Dr K paused, it felt like forever, and then she efficiently shut down her computer, collected her cape, and waited pointedly in the doorway for him. She looked impatient, but Ziggy saw the brittleness and the fear. He didn't leave her side. She took a deep breath.

They held hands and bumped shoulders and went through the shops in a pattern Dr K had determined. Since the government were paying thanks to all the team had done, Ziggy picked out what he wanted – jeans and sneakers and shirts – and chattered and helpfully prodded as Dr K began to choose. She was almost silent, letting her fingers talk instead. They flicked through the hangers and touched the clothes, tentative and hungry. All those different textures, all new. Ziggy watched, this big happy feeling stretching his insides. They were like big steps forward.

He bought her a hot chocolate with pink and white marshmallows in afterwards. She slid him a rich chocolate cookie.

"Merci, Ziggy."

He was never going to get tired of hearing her use his name. There were paper store bags at their feet and the noise of the half-built mall washing over them, growing and growing. Dr K's knuckles whitened around her mug. Ziggy moved his chair closer, his knee pressed against hers.

Ziggy could feel a big tug of pride inside of him. He wanted to stand on the table and shout; do you see how brave she is? Do you know what she went through for all of this?

For their next meeting, she wore a pearl-grey pinafore dress over a crisp white shirt unbuttoned at the neck. There were white stars on her hair slides and Dillon's watch tucked into her pocket. Ziggy grinned. He could never see her in jeans. Even the thought was weird.

And she let him stay in the lab as she worked. He liked to think it was because she enjoyed his company. It always made him sit up a little straighter. Colonel Truman looked down at him, shaking his head with a pointed look at Dr K like he wanted Ziggy out. But Dr K always ignored him.
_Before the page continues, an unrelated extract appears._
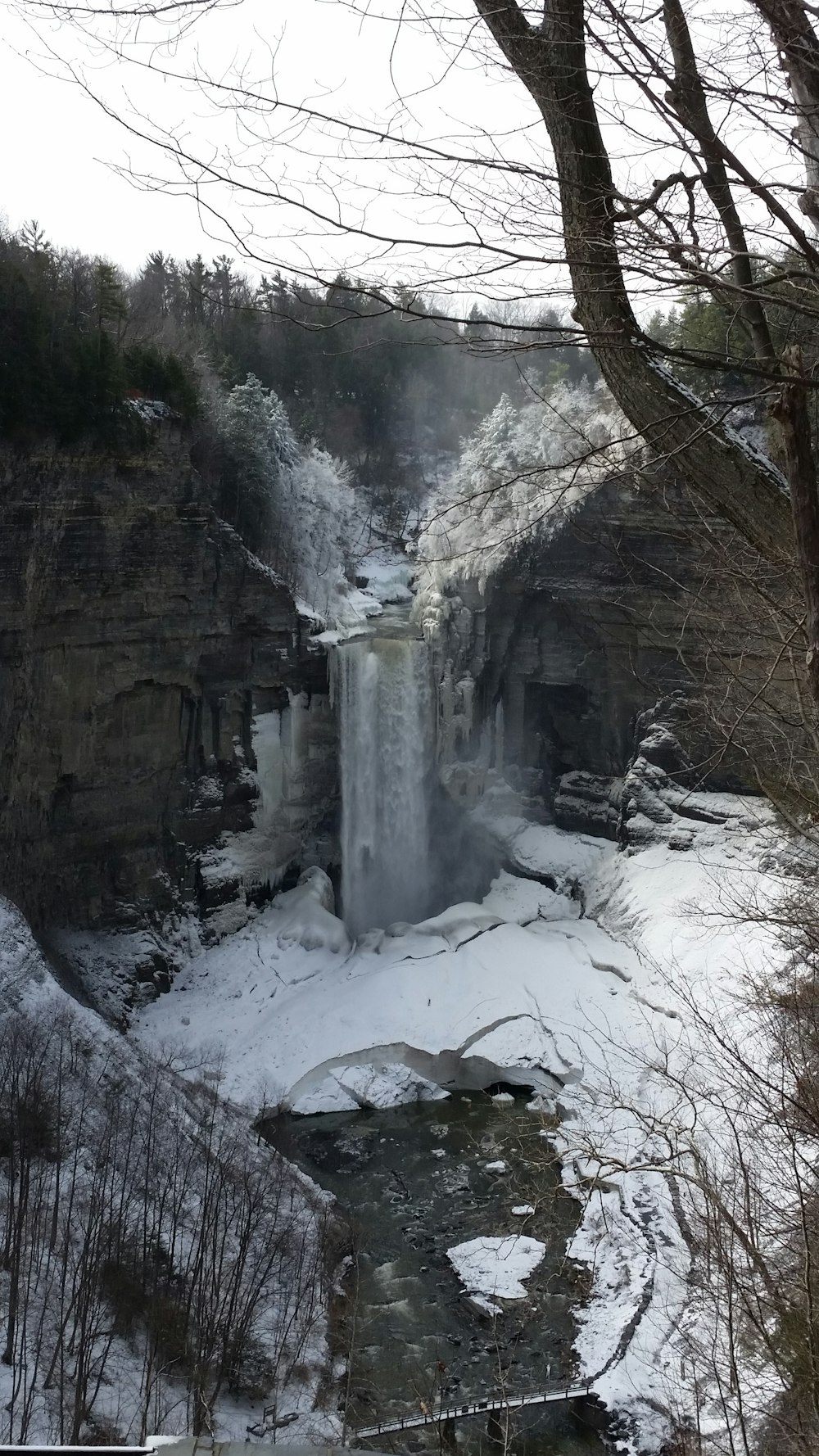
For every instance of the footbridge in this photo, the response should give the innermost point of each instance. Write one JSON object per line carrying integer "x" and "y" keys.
{"x": 448, "y": 1414}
She still wore her pyjamas and those adorable puppy slippers. Ziggy made dinner – soup tonight and hacked off thick slices of bread to butter for it. He'd rap his knuckles against the lab doorway and Dr K would argue about her latest work needing more attention and Ziggy would shoot back with the need for regular sustenance and even better company. Eventually, she'd sit beside him at the kitchen counter and they'd eat. Ziggy always finished first and made shadow birds swoop across the walls.

Colonel Truman had suggested that they move closer to their school, that they could have a nice new house in the rebuilt suburbs. Ziggy could feel something shrivel inside of him at the thought, like he couldn't breathe at all.

Dr K wanted to keep her lab, thank you very much, its parameters were exactly what she specifically needed for her work, which she was going to continue outside of running the school. Besides, Ziggy added later, drawing patters across her skin with his fingertips – shaky equations he was trying to learn and all the Power Ranger stories he told the kids - where would the rest of the team go if the garage wasn't theirs any more? There was no way that Dillon or Tenaya would fit into suburbia, or Gem and Gemma.

Ziggy needed to be close to the streets, to the wide open spaces. Dr K craved the familiarity and safety of the lab and garage. It had everything and it was where some part of their kind-of family belonged.

"We're like a lighthouse, you know?" Ziggy murmured sleepily. "There's all these sharp rocks and darkness and here we are."

"Your metaphor is simplistic," remarked Dr K, her head resting against his shoulder.

"But I'm not wrong."

Dr K didn't argue. Ziggy pressed a kiss against the crown of her head, felt her shift closer. By her lamp was Dillon's watch, slowly ticking the time away. Ziggy tapped out Dillon and Tenaya's tune. Dr K finished off the equation he'd left half-done, concluding it where their skin met.